Using Google Analytics to learn about and market to your customers
Data has always been a part of online marketing and the data-first model should be no stranger to online marketers. Data-first means instead of running campaigns or strategies and then looking at the data to determine success or not, you look at the data first to decide on the direction of your search engine marketing strategy. Traditionally this has meant keyword and competition analyses, but things are quickly changing.
One of the driving forces in this change is Google’s introduction of RankBrain to their search engine results algorithm in late 2015. RankBrain is their machine-learning artificial intelligence (AI) system. Early this year it was intercepting 15% of all search queries to guess on what the user’s true search intent was and what websites they would like to see (this is an oversimplification, but even Google themselves have admitted they don’t completely know how RankBrain works). By September it was affecting 100% of all search queries. Links, and keywords/content are all still important to your online stores SEO but their importance is may be dwindling as we head into this age of AI. RankBrain very quickly has become the third most important ranking signal behind the former two.
Although Google has stated you can’t optimize for RankBrain, as it’s constantly learning and evolving, the reality is you can. RankBrain is all about the user and creating a top-notch user experience is becoming the new search engine optimization. And now, using data to drive this experience is more important than ever.
One of the top user signals Google looks at is engagement. Google’s free Analytics platform provides some great page data as a default report. It’s a great starting point to see what pages, products, departments, etc. are drawing the most attention. And which ones aren’t. Factors such as bounce and exit rates help you see where you are losing customers. For example, you may have a product or page that brings in a high percentage of organic traffic, but it also has a high exit rate. In this case you have a high click-through rate (CTR), a high engagement rate for that page, but a low overall engagement rate for those potential customers. The key is to figure who these users are, which ones are worth optimizing for and what can be done to keep them shopping.
To begin defining your audience it helps to use Enhanced Ecommerce. Enhanced Ecommerce allows a more advanced break-down of the shopping process, including a graphical checkout funnel to help isolate possible barriers in the conversion path. More importantly, it will enable you to create targeted user segments based on specific shopping behavior.
User segments in Analytics gives you the ability to filter traffic by actions taken on your website. Some good e-commerce segments to get started with include separating out customers who have added items to their cart but never checked out, users who purchase in a single session versus users who take multiple visits to complete a transaction and users who have completed X number of transactions over a certain time period. These can be further broken down into sub-segments by dividing them up into regions, demographics, device type and more.

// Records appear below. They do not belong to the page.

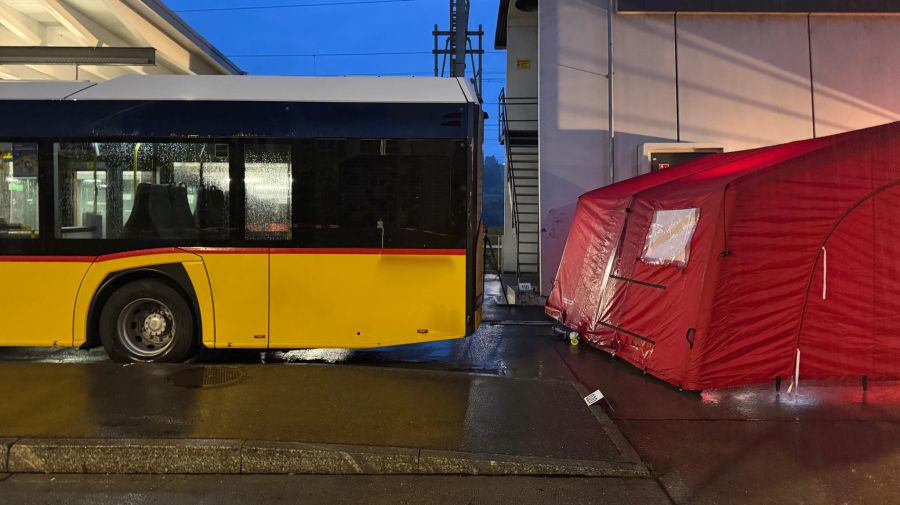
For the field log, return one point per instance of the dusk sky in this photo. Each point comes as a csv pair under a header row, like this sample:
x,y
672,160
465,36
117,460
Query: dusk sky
x,y
327,37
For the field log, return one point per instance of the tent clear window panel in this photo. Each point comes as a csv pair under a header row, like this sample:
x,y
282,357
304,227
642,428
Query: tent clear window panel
x,y
669,238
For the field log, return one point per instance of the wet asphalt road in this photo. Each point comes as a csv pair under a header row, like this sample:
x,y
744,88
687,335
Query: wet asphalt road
x,y
828,443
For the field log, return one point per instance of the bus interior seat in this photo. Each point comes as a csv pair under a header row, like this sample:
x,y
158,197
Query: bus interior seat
x,y
210,213
160,211
140,224
182,218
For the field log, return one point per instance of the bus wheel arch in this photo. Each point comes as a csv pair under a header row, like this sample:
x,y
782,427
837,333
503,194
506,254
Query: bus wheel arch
x,y
173,276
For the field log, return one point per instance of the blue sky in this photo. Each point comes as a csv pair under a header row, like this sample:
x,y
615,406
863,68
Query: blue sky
x,y
281,41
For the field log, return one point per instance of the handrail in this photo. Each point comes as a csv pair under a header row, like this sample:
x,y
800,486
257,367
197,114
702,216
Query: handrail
x,y
503,125
503,104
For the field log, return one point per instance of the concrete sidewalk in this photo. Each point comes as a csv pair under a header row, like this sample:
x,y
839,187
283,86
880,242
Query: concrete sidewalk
x,y
108,418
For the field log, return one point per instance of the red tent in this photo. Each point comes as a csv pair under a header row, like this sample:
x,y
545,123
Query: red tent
x,y
716,272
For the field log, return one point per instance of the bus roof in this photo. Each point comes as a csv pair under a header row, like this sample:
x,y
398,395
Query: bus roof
x,y
249,89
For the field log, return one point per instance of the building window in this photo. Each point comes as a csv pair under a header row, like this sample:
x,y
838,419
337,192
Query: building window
x,y
268,183
137,191
669,238
653,157
19,214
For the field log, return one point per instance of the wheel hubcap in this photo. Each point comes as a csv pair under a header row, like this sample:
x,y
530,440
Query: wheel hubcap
x,y
146,327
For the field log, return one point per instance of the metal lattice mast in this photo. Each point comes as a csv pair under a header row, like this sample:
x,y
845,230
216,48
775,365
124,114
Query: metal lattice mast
x,y
458,45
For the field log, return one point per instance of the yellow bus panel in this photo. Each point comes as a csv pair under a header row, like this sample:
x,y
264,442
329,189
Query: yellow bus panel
x,y
239,280
348,299
38,296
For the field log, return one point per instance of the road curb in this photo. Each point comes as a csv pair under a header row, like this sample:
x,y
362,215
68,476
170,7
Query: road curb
x,y
462,463
125,456
215,456
298,458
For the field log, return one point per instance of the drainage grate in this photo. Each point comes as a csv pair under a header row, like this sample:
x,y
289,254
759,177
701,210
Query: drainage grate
x,y
206,377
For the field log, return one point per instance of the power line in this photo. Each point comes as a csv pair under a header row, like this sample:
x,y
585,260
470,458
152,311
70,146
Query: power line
x,y
292,6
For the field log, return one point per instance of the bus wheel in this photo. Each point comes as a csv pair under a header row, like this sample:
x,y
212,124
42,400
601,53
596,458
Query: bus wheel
x,y
147,321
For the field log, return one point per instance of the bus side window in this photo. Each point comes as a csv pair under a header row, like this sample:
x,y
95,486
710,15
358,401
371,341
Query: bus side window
x,y
18,190
141,191
267,182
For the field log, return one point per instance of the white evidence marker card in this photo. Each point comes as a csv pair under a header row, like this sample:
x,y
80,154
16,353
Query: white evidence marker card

Using these segments, you can then begin to build audiences. Audiences are very powerful, as they’re users who have visited your site and fit a segment you’ve previously identified as key. There’s even a smart audience feature which uses machine learning to create audiences that are more likely to convert. Audiences have a wide range of use, but traditionally they have been used for remarketing PPC campaigns and A/B content testing.
As Google looks more in-depth at user experience for ranking, sites are using this data to deliver customized on-site content. The latter is a more advanced use, utilizing Analytics APIs (Application Program Interface), it sends audience information back to your e-commerce platform to displaying more specific cross-sale products or site ads for example.
With the recent release of User Explorer containing the previously hidden Client ID’s (the anonymous code that Analytics assigns each site visitor), you can now trace the path of individual users and see their actions for each visit. It’s not yet exportable to custom reports, but you can filter by segment to get a better idea of the paths different audiences take to conversion (or why they’re exiting the sales funnel early).
While user experience data is one (large) part of the equation, keywords and content still play a big role. Using Google’s Search Console you can get data on the queries that are driving traffic to your site and where pages are getting impressions in the search results. Connecting this data to Analytics and cross-referencing with your segments will allow you to identify and create tailored content and shopping experiences for your higher converting audiences. Third-party tools such as SEMRush or Moz will also allow you to see impression and keyword data for your competitors to see what you may be missing or get ideas, for both organic and paid.
This only touches the surface on what data driven strategies can do for your e-commerce business. While learning Google Analytics can seem like a daunting task to some site owners, as it’s interface isn’t necessarily inviting, new tools like Google Data Studio can take allthis data and display it in graphically informative dashboards that will help highlight your site’s next big change. Because if there’s one constant in search engine marketing, it’s change.